Henry Miller in his Big Sur home.
The nearly 20 years the writer Henry Miller spent in the remote cabin in California's Big Sur, were some of the most creatively fruitful in a long and storied career. When he first arrived in the in 1944, most of his books, still banned in the States, were being traded and treasured by a burgeoning scene of young artists whom would soon become known as The Beats. A road trip down the winding coastal road south from San Francisco, to Miller's home, became a right of passage for writers like Allen Ginsberg and Jack Kerouac. Miller would write one of his greatest books in Big Sur, Sexus, the final in a trilogy of sensual, rebellious, experimental tomes that would play a large part in fueling the cultural revolution to come.

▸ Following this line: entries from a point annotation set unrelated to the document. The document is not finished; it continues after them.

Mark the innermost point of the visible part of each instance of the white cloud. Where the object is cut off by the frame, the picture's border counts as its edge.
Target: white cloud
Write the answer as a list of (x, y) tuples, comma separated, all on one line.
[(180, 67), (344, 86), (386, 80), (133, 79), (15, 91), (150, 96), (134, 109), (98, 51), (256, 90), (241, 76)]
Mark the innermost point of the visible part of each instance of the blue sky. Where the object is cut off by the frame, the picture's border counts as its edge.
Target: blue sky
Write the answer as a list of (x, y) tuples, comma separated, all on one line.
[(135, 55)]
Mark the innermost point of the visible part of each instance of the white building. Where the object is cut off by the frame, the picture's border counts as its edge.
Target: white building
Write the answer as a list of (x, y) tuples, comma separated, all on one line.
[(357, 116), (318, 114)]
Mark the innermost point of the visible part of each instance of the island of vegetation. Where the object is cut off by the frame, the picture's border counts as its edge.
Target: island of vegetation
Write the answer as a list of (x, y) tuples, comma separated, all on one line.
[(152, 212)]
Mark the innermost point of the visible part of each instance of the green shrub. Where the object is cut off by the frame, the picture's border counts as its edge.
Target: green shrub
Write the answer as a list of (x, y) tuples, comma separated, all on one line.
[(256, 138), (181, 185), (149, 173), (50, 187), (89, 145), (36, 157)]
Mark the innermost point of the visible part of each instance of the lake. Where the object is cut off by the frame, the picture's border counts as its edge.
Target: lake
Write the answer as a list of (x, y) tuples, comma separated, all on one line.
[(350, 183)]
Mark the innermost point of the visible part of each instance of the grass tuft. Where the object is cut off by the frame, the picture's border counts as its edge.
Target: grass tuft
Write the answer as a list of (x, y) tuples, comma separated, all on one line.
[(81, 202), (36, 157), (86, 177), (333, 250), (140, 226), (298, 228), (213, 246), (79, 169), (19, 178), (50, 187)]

His life in California, after stints in Brooklyn, Paris and Greece, was remarkably calm, an idyll amid redwood and jagged sea cliff. There were hot springs walking distance from the cabin, friends to be found at the long wood bar at the nearby Nepenthe restaurant. He would be married twice while in Big Sur, and two of his children would be born there. The muse was everywhere for Miller in his time here, in the epic, sensuous nature surrounding him, in the wood stove warmth of his cabin, in old books, in the long nights talking literature in politics with eccentric neighbors, visiting artists and young acolytes. In his memoir on his life during this era, Big Sur and the Oranges of Hieronymus Bosch, he would claim, "It was here in Big Sur, I first learned to say 'Amen.'"
Henry in his Big Sur writing room.
A friend of Henry's son in front of the Big Sur cabin.